Magnification of closely packed thin lenses, or of closely packed lens and mirror

Question

I was taught how to calculate the equivalent foci in both the cases. And since the formulae resemble the simple mirror and lens maker formulae, teacher said that this system is behaving like a single mirror/lens. It made sense as long as we calculated the image or object distance using those. But when it came to magnification after that, he simply did v/u or (-v/u), putting in the values of final image coordinate and initial object coordinate, and gave the reason that, this is doable because the system is acting like a single lens/mirror.

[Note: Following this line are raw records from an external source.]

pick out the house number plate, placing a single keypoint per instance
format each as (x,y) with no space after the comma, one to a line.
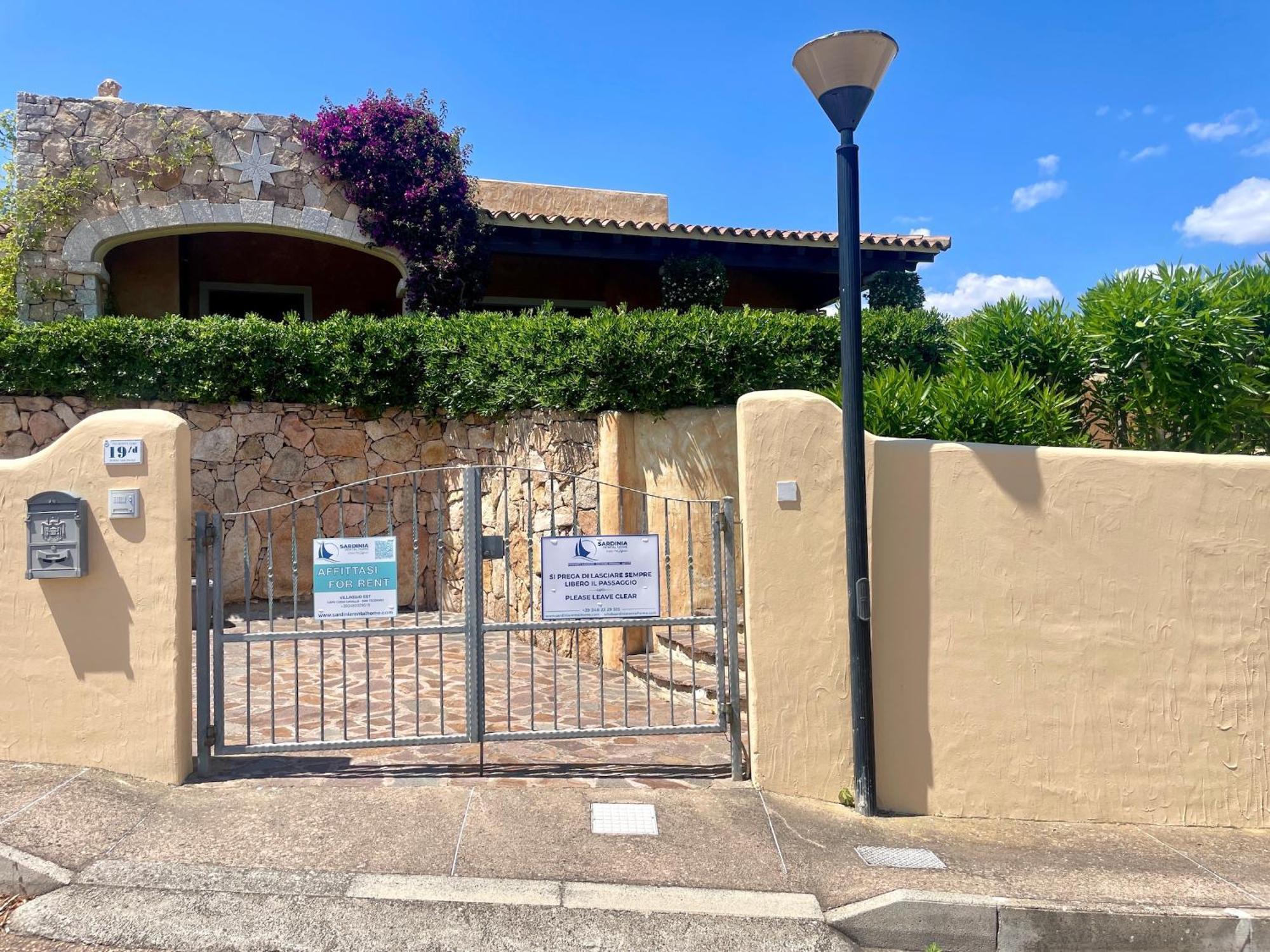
(123,453)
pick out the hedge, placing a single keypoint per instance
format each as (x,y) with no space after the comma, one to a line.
(473,364)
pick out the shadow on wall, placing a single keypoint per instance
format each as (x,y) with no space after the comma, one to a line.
(105,645)
(689,453)
(901,499)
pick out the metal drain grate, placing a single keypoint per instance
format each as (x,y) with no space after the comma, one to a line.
(624,819)
(901,857)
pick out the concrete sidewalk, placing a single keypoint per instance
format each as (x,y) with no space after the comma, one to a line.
(64,826)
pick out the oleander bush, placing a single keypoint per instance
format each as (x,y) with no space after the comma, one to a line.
(1182,359)
(1045,341)
(1169,359)
(967,404)
(892,336)
(472,364)
(693,281)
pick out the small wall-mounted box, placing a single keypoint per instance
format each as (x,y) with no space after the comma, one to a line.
(57,536)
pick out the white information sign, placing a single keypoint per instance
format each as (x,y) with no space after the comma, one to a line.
(355,578)
(123,453)
(601,577)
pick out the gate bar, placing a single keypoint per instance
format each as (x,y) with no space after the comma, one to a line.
(201,648)
(730,585)
(474,606)
(218,631)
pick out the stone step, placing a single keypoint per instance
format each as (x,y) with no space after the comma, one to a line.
(700,648)
(670,673)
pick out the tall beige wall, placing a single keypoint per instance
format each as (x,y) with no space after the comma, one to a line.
(1059,634)
(97,671)
(1073,634)
(796,596)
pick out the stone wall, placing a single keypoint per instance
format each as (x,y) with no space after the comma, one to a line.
(297,458)
(140,196)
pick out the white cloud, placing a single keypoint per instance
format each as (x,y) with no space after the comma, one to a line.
(1032,196)
(1240,216)
(1241,122)
(973,291)
(1048,166)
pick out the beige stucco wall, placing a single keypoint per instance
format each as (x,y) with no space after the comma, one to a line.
(796,596)
(1059,634)
(97,671)
(1073,634)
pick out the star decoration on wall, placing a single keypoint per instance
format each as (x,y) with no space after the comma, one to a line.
(255,167)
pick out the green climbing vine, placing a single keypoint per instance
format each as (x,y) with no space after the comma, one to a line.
(29,214)
(50,201)
(180,148)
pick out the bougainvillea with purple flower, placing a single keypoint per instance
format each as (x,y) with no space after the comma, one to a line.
(408,175)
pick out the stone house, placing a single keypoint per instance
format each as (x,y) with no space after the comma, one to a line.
(204,211)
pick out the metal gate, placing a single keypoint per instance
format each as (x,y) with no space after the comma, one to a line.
(469,657)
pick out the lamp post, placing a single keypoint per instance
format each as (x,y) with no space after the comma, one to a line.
(843,70)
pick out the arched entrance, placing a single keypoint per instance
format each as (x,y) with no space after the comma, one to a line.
(199,257)
(236,274)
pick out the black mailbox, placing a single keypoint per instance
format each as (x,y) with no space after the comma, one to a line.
(57,536)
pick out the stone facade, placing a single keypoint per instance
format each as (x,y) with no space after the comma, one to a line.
(331,465)
(164,171)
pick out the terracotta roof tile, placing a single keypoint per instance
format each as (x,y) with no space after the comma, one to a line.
(919,243)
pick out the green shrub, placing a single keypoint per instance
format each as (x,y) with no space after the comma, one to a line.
(1182,356)
(693,281)
(893,336)
(483,364)
(1043,341)
(895,290)
(970,406)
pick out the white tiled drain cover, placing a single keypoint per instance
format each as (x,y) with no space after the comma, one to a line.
(901,857)
(624,819)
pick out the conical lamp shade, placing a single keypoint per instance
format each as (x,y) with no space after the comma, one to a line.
(844,69)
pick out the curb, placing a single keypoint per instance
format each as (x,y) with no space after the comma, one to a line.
(911,920)
(23,874)
(195,878)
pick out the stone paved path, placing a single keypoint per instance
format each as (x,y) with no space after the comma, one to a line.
(404,699)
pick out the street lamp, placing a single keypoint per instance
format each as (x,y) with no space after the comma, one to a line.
(843,70)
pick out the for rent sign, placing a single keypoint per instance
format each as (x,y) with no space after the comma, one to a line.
(355,578)
(601,577)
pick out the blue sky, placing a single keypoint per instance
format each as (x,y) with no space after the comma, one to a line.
(1159,114)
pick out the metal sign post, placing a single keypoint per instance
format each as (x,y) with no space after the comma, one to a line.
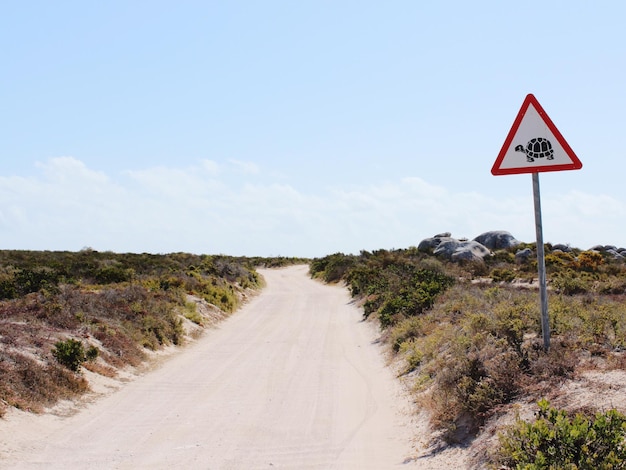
(535,145)
(541,265)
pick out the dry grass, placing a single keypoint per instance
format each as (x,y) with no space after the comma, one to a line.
(122,306)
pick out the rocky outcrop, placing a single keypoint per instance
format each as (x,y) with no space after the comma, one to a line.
(522,256)
(497,240)
(616,253)
(444,246)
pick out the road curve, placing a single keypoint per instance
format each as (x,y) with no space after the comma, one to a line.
(294,380)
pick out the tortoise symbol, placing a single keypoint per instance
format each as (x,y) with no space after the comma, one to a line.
(537,148)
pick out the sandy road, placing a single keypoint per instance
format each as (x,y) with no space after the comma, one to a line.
(292,381)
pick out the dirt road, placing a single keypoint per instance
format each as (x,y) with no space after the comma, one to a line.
(292,381)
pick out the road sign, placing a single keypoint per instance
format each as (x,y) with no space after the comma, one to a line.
(534,144)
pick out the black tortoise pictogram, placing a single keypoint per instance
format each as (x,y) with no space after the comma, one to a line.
(537,148)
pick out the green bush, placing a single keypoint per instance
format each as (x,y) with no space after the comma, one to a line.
(556,440)
(70,353)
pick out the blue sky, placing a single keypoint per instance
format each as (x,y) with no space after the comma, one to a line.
(302,128)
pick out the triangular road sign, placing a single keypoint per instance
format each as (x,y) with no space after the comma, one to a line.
(534,144)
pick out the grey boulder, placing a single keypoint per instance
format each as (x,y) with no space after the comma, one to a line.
(497,240)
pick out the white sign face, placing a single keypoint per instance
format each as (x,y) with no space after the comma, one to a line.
(534,144)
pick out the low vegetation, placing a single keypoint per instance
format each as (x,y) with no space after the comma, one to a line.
(557,439)
(469,335)
(62,312)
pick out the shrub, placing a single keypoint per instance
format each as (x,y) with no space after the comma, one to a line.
(70,353)
(558,440)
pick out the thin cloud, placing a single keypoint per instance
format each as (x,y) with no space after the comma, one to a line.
(67,206)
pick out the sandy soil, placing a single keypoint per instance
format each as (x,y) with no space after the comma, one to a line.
(294,380)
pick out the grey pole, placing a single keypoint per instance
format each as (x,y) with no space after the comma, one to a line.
(541,265)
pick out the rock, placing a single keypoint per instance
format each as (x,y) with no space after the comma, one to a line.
(470,251)
(429,244)
(497,240)
(561,247)
(446,248)
(456,250)
(523,256)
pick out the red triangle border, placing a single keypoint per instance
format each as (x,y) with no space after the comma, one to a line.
(530,99)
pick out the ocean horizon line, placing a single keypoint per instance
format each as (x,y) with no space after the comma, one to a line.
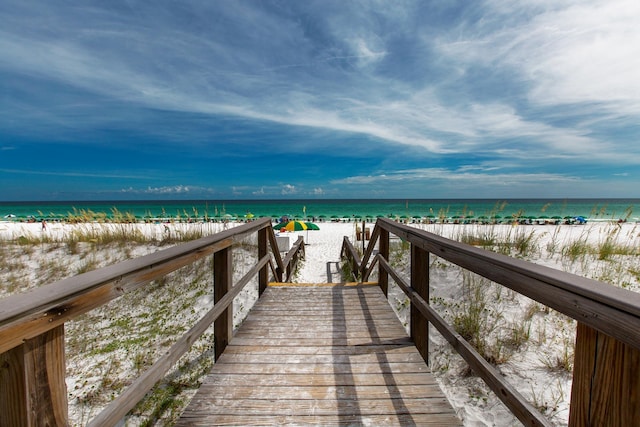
(594,208)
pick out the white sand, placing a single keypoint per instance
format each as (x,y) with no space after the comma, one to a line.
(527,369)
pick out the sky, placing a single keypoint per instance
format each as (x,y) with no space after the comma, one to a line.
(271,99)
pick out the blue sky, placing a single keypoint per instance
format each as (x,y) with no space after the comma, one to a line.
(330,99)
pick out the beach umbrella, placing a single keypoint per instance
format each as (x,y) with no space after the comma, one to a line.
(291,226)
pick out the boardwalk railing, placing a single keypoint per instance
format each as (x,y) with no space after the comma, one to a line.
(606,376)
(32,352)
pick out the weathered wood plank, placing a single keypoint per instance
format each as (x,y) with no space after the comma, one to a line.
(301,380)
(341,357)
(311,419)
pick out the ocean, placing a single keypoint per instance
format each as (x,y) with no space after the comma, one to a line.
(592,209)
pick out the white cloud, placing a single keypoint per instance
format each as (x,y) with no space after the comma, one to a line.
(288,190)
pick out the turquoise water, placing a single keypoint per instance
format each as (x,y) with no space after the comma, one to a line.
(593,209)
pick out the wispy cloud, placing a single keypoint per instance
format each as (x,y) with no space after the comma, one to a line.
(542,86)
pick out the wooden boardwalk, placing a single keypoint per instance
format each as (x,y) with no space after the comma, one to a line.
(324,355)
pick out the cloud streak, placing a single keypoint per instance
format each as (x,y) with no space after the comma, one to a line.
(543,86)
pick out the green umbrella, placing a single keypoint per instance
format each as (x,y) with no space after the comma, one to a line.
(291,226)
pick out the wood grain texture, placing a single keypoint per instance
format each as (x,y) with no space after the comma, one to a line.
(606,381)
(327,356)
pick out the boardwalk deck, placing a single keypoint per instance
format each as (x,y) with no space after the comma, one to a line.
(326,355)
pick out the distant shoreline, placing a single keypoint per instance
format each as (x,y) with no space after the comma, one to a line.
(324,209)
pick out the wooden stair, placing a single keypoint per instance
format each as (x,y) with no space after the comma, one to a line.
(323,354)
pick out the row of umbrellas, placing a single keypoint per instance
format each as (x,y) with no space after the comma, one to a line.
(295,226)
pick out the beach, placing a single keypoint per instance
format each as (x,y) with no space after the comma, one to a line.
(539,367)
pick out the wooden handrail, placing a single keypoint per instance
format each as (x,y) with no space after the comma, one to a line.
(516,403)
(36,319)
(609,309)
(599,308)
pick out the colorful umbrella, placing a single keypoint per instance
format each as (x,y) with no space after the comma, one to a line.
(291,226)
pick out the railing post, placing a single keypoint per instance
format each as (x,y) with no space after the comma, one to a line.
(33,391)
(263,276)
(606,381)
(420,283)
(222,276)
(383,250)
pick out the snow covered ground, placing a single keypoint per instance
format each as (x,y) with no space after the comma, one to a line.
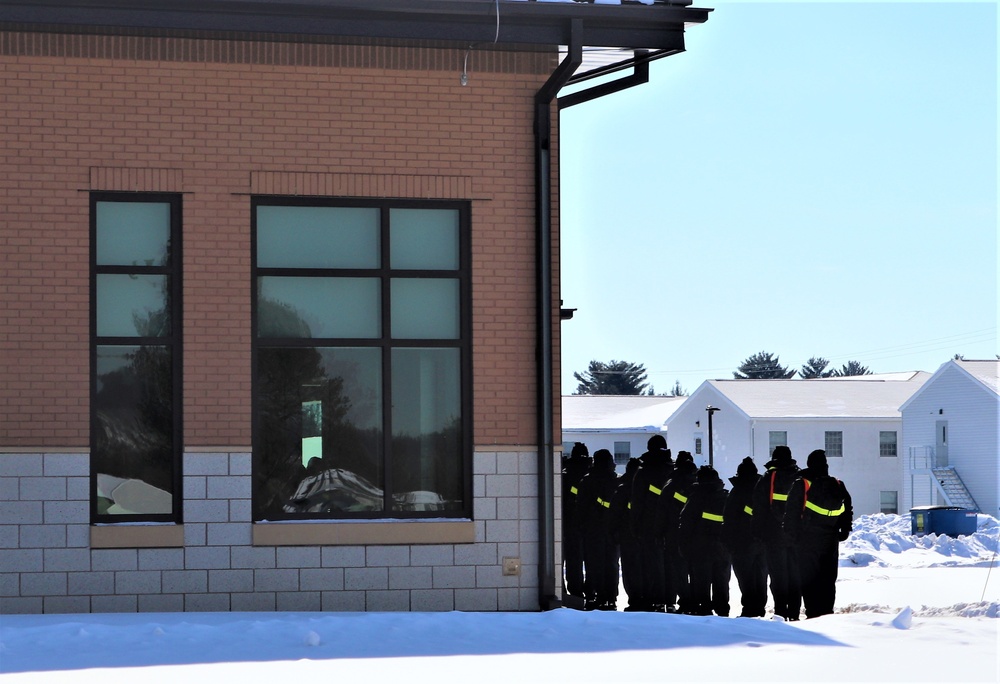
(910,609)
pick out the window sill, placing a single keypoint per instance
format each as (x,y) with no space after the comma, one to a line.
(364,533)
(136,536)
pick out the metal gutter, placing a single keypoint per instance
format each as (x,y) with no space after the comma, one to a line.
(547,596)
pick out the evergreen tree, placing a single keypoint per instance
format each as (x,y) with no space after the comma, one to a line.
(852,368)
(614,377)
(816,368)
(762,366)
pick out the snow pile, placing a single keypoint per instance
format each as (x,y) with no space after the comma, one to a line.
(883,540)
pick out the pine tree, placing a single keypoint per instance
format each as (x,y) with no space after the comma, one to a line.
(614,377)
(852,368)
(762,366)
(816,368)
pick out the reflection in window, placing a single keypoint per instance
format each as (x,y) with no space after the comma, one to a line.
(361,349)
(135,397)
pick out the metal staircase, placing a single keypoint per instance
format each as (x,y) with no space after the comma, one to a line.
(952,489)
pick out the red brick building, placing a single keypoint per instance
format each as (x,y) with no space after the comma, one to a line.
(279,306)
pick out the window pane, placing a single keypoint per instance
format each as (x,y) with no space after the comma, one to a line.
(133,233)
(130,305)
(426,430)
(318,307)
(319,430)
(424,238)
(317,237)
(425,308)
(133,430)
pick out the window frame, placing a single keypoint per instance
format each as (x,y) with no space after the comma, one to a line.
(384,342)
(828,446)
(883,446)
(173,270)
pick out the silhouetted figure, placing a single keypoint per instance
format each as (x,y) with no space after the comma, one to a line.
(746,550)
(769,500)
(818,517)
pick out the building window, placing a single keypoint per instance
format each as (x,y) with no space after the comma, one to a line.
(834,443)
(776,438)
(135,417)
(623,450)
(887,443)
(362,376)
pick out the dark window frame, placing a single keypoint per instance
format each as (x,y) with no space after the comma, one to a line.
(384,273)
(173,270)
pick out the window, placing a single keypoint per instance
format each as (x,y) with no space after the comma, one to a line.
(135,427)
(887,443)
(834,443)
(623,450)
(776,438)
(362,374)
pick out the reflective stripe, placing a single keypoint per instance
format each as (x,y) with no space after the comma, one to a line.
(824,511)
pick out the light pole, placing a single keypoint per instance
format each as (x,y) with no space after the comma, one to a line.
(711,409)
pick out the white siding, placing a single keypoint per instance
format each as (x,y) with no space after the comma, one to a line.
(973,428)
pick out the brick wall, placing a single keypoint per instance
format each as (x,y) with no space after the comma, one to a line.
(207,118)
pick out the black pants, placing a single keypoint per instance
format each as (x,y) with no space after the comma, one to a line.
(709,573)
(750,568)
(631,569)
(783,568)
(600,554)
(573,561)
(818,565)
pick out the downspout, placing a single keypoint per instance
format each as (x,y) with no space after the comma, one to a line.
(543,277)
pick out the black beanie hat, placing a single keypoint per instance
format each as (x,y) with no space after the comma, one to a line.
(746,468)
(781,454)
(816,459)
(604,460)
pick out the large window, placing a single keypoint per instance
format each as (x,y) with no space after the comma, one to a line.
(361,359)
(135,357)
(833,441)
(887,443)
(776,438)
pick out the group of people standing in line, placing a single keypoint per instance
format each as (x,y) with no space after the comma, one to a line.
(677,534)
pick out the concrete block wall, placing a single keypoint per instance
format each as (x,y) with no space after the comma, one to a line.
(47,564)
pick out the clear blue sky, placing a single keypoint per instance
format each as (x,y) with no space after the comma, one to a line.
(807,179)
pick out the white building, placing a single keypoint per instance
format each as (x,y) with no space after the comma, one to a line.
(950,428)
(855,419)
(620,424)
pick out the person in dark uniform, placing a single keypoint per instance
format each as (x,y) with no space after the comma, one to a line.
(769,499)
(654,469)
(818,516)
(675,495)
(628,544)
(574,468)
(600,550)
(700,541)
(746,550)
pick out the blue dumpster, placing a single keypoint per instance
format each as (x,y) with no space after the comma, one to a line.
(949,520)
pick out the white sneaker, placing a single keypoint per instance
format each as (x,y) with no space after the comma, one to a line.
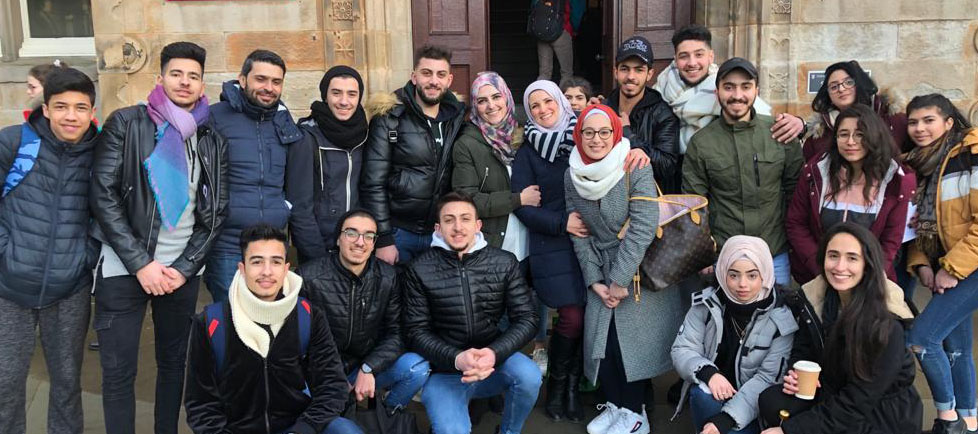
(601,423)
(629,422)
(540,358)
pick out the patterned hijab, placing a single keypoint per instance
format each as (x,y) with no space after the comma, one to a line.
(499,136)
(549,142)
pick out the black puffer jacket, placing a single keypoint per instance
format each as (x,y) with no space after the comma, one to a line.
(255,395)
(452,305)
(46,253)
(123,203)
(404,169)
(655,129)
(364,311)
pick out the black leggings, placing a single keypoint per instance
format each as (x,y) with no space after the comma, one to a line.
(613,380)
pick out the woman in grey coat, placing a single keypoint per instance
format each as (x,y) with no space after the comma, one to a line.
(626,341)
(735,342)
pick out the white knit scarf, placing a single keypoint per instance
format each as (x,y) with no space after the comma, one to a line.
(247,311)
(593,181)
(695,106)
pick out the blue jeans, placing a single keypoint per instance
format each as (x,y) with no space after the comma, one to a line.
(941,340)
(410,244)
(782,270)
(703,407)
(219,273)
(404,378)
(446,397)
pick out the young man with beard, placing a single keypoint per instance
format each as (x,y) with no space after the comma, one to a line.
(455,296)
(332,148)
(407,160)
(263,361)
(159,196)
(260,133)
(746,174)
(362,301)
(648,121)
(688,84)
(46,248)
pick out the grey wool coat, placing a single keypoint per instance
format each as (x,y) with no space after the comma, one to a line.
(647,328)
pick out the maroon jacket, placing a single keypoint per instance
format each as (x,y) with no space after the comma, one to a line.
(816,144)
(804,224)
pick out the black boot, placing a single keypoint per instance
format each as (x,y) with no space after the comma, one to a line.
(559,354)
(575,366)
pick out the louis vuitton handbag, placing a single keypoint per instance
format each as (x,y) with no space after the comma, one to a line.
(682,244)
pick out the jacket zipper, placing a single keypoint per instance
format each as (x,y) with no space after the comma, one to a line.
(54,228)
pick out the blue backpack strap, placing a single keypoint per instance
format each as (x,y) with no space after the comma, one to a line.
(27,149)
(214,317)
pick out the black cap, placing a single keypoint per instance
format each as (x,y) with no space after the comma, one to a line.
(636,46)
(736,63)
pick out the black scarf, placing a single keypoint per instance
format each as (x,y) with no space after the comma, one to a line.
(344,134)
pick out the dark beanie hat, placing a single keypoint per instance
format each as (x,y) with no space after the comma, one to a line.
(337,71)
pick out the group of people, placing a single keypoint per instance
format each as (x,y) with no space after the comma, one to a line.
(433,238)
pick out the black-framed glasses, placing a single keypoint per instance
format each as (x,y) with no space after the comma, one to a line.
(845,84)
(352,235)
(604,133)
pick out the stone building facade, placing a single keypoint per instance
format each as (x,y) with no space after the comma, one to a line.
(911,46)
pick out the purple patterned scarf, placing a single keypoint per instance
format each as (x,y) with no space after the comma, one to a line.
(499,136)
(167,167)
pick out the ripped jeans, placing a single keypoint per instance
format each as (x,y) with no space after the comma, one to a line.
(941,339)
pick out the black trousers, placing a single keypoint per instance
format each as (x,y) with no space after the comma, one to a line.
(611,374)
(120,306)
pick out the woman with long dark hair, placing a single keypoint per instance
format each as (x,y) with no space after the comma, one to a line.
(852,321)
(945,255)
(858,180)
(845,84)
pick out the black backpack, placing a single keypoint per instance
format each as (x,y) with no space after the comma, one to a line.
(546,21)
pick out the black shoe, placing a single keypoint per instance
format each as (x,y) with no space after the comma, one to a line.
(942,426)
(575,366)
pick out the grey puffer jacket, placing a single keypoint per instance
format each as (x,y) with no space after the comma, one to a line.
(761,359)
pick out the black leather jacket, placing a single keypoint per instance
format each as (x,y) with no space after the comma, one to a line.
(123,203)
(364,311)
(452,305)
(655,129)
(264,395)
(404,169)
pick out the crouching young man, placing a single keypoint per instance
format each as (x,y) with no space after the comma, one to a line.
(264,361)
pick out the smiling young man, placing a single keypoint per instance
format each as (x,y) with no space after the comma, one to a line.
(746,174)
(260,133)
(333,140)
(688,84)
(455,296)
(263,361)
(407,160)
(46,248)
(159,196)
(362,301)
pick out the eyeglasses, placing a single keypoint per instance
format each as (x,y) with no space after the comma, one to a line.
(838,87)
(604,133)
(352,235)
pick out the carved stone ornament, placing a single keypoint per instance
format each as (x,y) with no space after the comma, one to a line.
(781,7)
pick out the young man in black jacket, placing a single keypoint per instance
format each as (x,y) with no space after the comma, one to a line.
(46,249)
(363,304)
(264,361)
(159,197)
(407,161)
(455,296)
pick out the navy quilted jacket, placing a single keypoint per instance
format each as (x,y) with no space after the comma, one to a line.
(46,253)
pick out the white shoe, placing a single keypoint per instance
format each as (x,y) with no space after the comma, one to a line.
(629,422)
(540,358)
(601,423)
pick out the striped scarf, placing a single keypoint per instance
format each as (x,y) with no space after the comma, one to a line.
(551,144)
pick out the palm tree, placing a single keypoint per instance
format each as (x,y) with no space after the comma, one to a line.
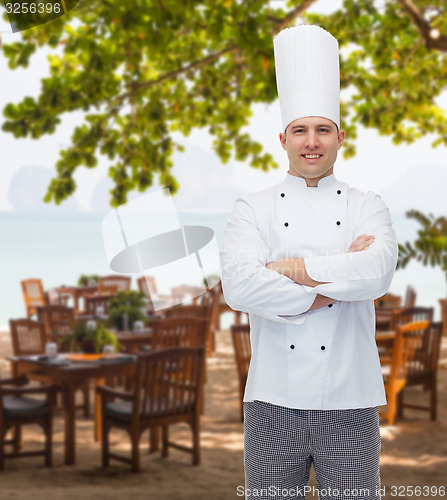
(430,247)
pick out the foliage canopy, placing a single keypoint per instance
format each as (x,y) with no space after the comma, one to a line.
(145,69)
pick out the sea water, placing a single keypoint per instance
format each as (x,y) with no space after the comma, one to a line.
(58,248)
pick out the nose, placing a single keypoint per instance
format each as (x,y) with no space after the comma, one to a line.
(312,140)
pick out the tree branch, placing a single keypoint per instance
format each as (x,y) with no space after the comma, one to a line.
(279,25)
(432,38)
(172,74)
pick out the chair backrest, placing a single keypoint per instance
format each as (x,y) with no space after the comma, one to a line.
(178,332)
(168,383)
(189,311)
(27,336)
(410,315)
(58,320)
(113,283)
(407,350)
(33,295)
(93,302)
(422,366)
(410,297)
(242,349)
(388,300)
(146,282)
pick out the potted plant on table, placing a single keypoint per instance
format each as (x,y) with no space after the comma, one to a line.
(125,308)
(88,338)
(88,279)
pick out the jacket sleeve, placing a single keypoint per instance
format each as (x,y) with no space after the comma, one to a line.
(360,275)
(247,284)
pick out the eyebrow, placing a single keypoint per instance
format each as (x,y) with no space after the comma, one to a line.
(317,126)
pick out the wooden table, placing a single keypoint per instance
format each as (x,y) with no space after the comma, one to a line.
(132,342)
(77,292)
(70,374)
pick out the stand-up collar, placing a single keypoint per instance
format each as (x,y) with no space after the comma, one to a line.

What came to my mind though, is that we are basically taking the image of first lens as the object of the second lens (or the first mirror), right? So the magnification overall should be the product of the individual magnifications, and cannot be calculated as he did, and I found myself correct according to a textbook I use. Now I'm confused.

Answer 1

In general you are correct, but in the special case where the lenses are very close together your teacher is correct as well. Consider two lenses placed so close together that we can approximate them as being in the same place:

The object is a distance $u_1$ from the first lens and if we take the first lens on its own then it forms an image at $v_1$, and the magnification for this step is:

$$ M_1 = \frac{v_1}{u_1} $$

Then we take the image from the first lens as a virtual object for the second lens, and the second lens forms an image at $v_2$. The magnification is:

$$ M_2 = \frac{v_2}{u_2} $$

As you say, the total magnification is the product $M_1M_2$:

$$ M = M_1M_2 = \frac{v_1}{u_1}\frac{v_2}{u_2} $$

But because the lenses are in the same place $u_2 = v_1$ so they cancel in the fraction and we are left with:

$$ M = M_1M_2 = \frac{v_2}{u_1} $$

just as your teacher said!

But note that we only have $u_2 = v_1$ because both lenses are (approximately) at the same place. If the spacing between the lenses was larger this would no longer be true and your teacher's approximation would no longer work while your method of multiplying the magnifications would still be fine.